29
coldfire
229d

The longer you work in tech, the stronger the urge to quit and start farming

Comments
  • 4
    I would be researching and automating the farming. It would make a fat farmer.
  • 3
    Start farming some magic science cubes
  • 2
    I'm just spending my 3rd year in tech (software dev) 😌
  • 6
    I know a fair amount of farmers who say "You sit all day in air conditioning clicking on a computer? Man, I wish I had your job."

    While I'm thinking "You get to work outside with animals, drive big equipment, and at the EOD get to say 'I did some real work today'".
  • 4
    @Nanos The successful farmer I worked with bought equipment used and dirt cheap. He was actively trying to introduce tech and trying to help the universities understand they were teaching bullshit.
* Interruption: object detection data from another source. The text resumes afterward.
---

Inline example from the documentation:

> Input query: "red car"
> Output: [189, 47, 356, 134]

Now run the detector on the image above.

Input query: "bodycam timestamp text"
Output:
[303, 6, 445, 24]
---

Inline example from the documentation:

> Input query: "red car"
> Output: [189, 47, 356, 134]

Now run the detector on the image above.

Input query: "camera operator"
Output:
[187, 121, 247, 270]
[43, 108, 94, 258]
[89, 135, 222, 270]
He fixed EVERYTHING he could. Him and his brothers were managing thousands of acres. One of his brothers was a pilot and did all the crop dusting himself. He even did it with a broken foot and a cast on. Balls of steel. Some of the most impressive people I have ever had the pleasure to know.
  • 2
    Weed farm
  • 0
    The fact that I've literally said this
  • 4
    For me it's the opposite. The more I look at the farmers, the more I like my WFH job.
  • 0
    Damn this isn't even a joke
  • 2
    @ostream i once planted 30.000 plants for a period. I felt more healthy than ever. Hard work is great
  • 0
    If I'd do farming instead of coding, I'll make a vegetable and plant farm with not animals at all. Otherwise milking the cows would guarantee a daily standup 7 days a week.

    Seriously, becoming a freelancer did help, depending on the projects / people / customers we have the choice to work with, but at least a greater power to say no or take a day off.
  • 1
    @ostream I have to disappoint you, but someone had the same idea before you did

    https://gamingdebates.com/2020/02/...
  • 1
    @Nanos > "Farming can be smelly work."
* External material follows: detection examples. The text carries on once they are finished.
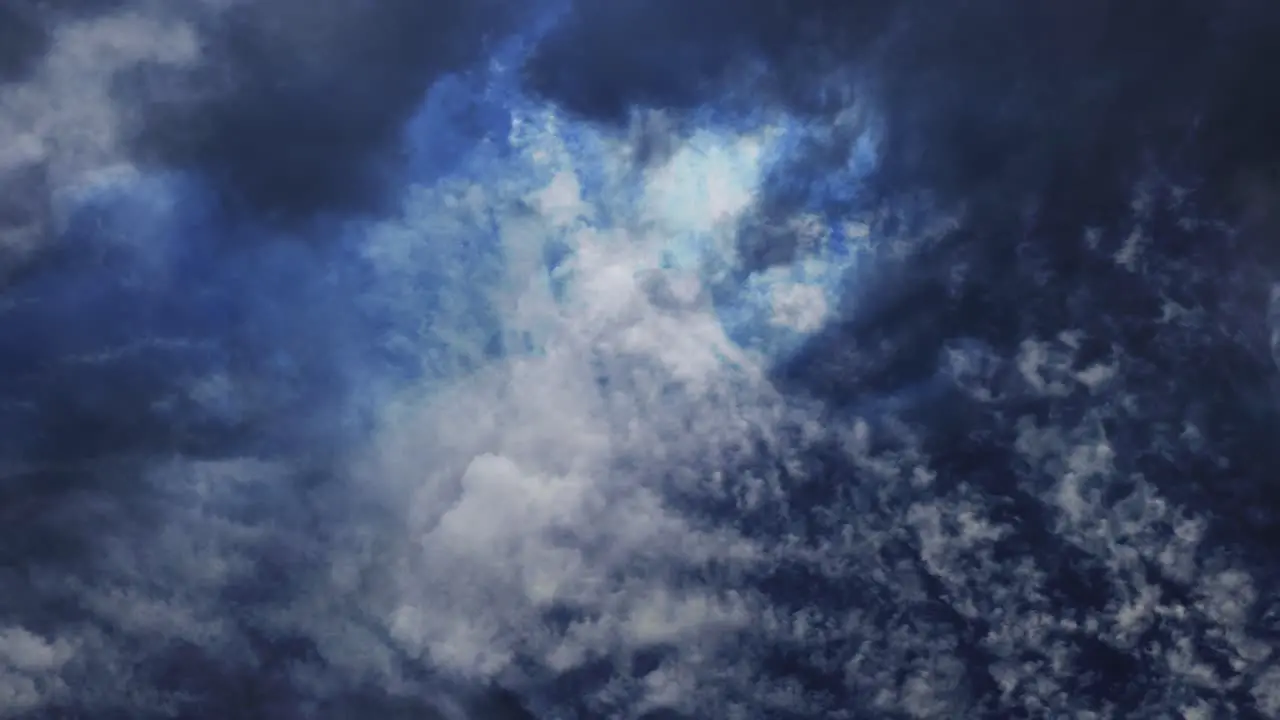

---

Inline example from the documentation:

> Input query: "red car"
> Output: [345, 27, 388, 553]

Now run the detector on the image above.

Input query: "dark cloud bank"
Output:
[0, 0, 1280, 717]
[527, 1, 1280, 717]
    Yes, I would stay away from pigs/hogs. Best friends family raised hogs and it was disgusting work. Very, very profitable (at that time), but not worth the trouble and those things are *very* dangerous. Helping him in the pit one day (my first time, I was about 14) with several full size hogs and he said very sternly "Do not fall down and if one bites you, kick it has hard as you can. Do not let them think you are food. I'm not going to be able to stop a dozen 300lb hogs in a feeding frenzy."
  • 0
    @Nanos > "At the mercy of the weather, and of course, thieves."

    The farmers I know never had a problem with thieves. Probably because the rural/remote area and folks knowing its a 'shoot first, ask questions later' mindset.
  • 1
    @PaperTrail Grass is greener on the other sides because most people lack both the imagination and the compassion to think about the other side. Just appreciate the other side while accepting that they have their own hardships.
  • 1
    @Nanos about the poo and long physical work and all.

    Most people just can't handle doing the SAME thing for years. That burns you out, anything that breaks the routine, especially if it's in the opposite, sounds favorable because it's different.
    That goes for all professions, a burned out IT person would (unless they're a crybaby) enjoy a bit of physical labour for a week - month, and probably return with new energies. That's just how the brain works. Same shit every day just rots the brain.
    Same would be said about a farmer if he got to sit in an office for a week - month.